The relationship between species phenology and spectral separability is essential to determine the optimal remote sensing sampling period to maximise spectral separability of vegetation species. However, this relationship in many native grasses, introduced grasses and herbs, shrubs, and vine species in tropical savannas is unknown. We measured the in-situ hyperspectral response of monospecific vegetation stands of several understorey species representing different functional groups over phenological stages (throughout dry and wet seasons) using a non-imaging spectrometer. We present a spectral library of both native and introduced species of a tropical savanna environment. We analysed the data using continuum removal to highlight absorption features. Most understorey species displayed a photosynthetic spectral response with increased greenness at the end of the wet season that progressively declined as vegetation dried out. For some species, there were seasonally dependent differences in absorption features with spectral differences between the late wet and early dry season, and late dry and early wet seasons. We resampled the data to the spectral range typical of drone-mounted hyperspectral sensors (i.e., 150 bands between 400 and 1000 nm), which omits the water absorption features of the SWIR. These findings suggest an ideal sampling period for measuring outdoor canopy reflectance of understorey species, which will promote methodological improvements of hyperspectral data capture. The use of a VNIR only hyperspectral sensor will exclude the important regions of the spectrum for plant spectral identification including non-pigment bands for water, nitrogen and cellulose. The results have implications for determining the completeness of rehabilitation assessing reestablishment among indigenous species across mine sites under rehabilitation.

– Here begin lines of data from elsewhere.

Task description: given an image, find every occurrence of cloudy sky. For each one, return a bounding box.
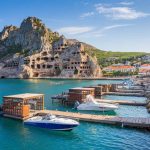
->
[0,0,150,52]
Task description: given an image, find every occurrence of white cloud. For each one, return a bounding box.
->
[91,24,132,37]
[103,24,132,30]
[57,26,93,35]
[119,2,134,6]
[80,24,132,38]
[95,4,150,20]
[80,12,94,18]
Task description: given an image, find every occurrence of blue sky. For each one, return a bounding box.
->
[0,0,150,52]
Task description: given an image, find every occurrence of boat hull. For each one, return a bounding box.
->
[77,107,116,111]
[24,122,78,131]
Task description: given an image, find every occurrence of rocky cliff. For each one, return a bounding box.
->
[0,17,102,78]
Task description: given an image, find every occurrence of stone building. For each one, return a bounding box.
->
[0,17,102,78]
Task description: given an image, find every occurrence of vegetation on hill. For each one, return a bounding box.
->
[86,48,146,67]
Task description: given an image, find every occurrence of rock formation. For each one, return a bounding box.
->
[0,17,102,78]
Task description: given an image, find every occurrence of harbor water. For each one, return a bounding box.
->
[0,79,150,150]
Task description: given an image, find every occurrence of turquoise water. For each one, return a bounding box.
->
[0,79,150,150]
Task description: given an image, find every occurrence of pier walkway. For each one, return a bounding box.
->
[103,92,144,97]
[95,99,146,106]
[33,110,150,129]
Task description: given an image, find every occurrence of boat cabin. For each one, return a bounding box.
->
[3,93,44,120]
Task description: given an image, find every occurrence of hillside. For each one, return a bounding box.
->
[86,48,149,67]
[0,17,102,78]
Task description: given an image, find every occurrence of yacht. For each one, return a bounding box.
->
[24,114,79,131]
[77,95,118,111]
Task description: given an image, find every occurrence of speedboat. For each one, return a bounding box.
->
[77,95,118,111]
[24,114,79,131]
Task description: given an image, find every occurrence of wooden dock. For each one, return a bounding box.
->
[103,92,144,97]
[34,110,150,129]
[95,99,146,106]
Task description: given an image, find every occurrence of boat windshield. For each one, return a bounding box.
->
[43,114,56,120]
[86,95,97,104]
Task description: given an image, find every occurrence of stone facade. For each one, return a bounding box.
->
[0,17,102,78]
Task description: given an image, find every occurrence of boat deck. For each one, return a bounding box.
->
[31,110,150,129]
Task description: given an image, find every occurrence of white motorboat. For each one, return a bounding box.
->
[77,95,118,111]
[24,114,79,131]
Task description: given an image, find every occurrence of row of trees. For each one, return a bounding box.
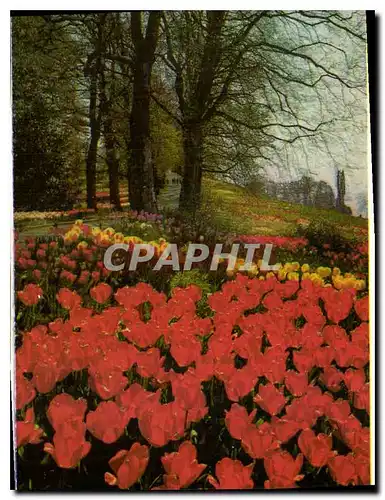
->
[12,11,365,212]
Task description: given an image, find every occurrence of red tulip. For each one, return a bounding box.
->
[328,455,357,486]
[207,457,254,490]
[104,443,150,490]
[354,295,369,321]
[254,384,286,415]
[285,370,309,397]
[156,441,207,490]
[44,420,91,469]
[242,422,279,458]
[353,384,370,413]
[86,401,128,444]
[56,288,82,309]
[90,283,112,304]
[16,408,44,448]
[344,368,365,392]
[139,401,186,447]
[225,403,257,439]
[264,451,304,489]
[16,372,36,410]
[298,429,334,467]
[17,283,43,306]
[47,393,87,431]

物种物候和光谱可分离性之间的关系对于确定最佳遥感采样周期以最大化植被物种的光谱可分离性至关重要。然而，在热带稀树草原中的许多本地草、外来草和草本植物、灌木和藤本植物中，这种关系尚不清楚。我们使用非成像光谱仪测量了几种代表不同功能组的下层物种在物候阶段（整个旱季和湿季）的单特异性植被林分的原位高光谱响应。我们提供了热带稀树草原环境的本地和外来物种的光谱库。我们使用连续去除分析数据以突出吸收特征。大多数林下物种表现出光合光谱响应，在雨季结束时绿度增加，随着植被变干而逐渐下降。对于某些物种，吸收特征存在季节性差异，晚湿季和早旱季以及晚干和早湿季之间的光谱差异。我们将数据重新采样到无人机安装的高光谱传感器的典型光谱范围（即 400 到 1000 nm 之间的 150 个波段），这忽略了 SWIR 的吸水特征。这些发现表明了测量林下物种室外冠层反射率的理想采样期，这将促进高光谱数据采集的方法学改进。仅使用 VNIR 高光谱传感器将排除用于植物光谱识别的重要光谱区域，包括水、氮和纤维素的非颜料波段。该结果对于确定恢复的完整性评估在恢复中的矿区中本地物种之间的重建具有重要意义。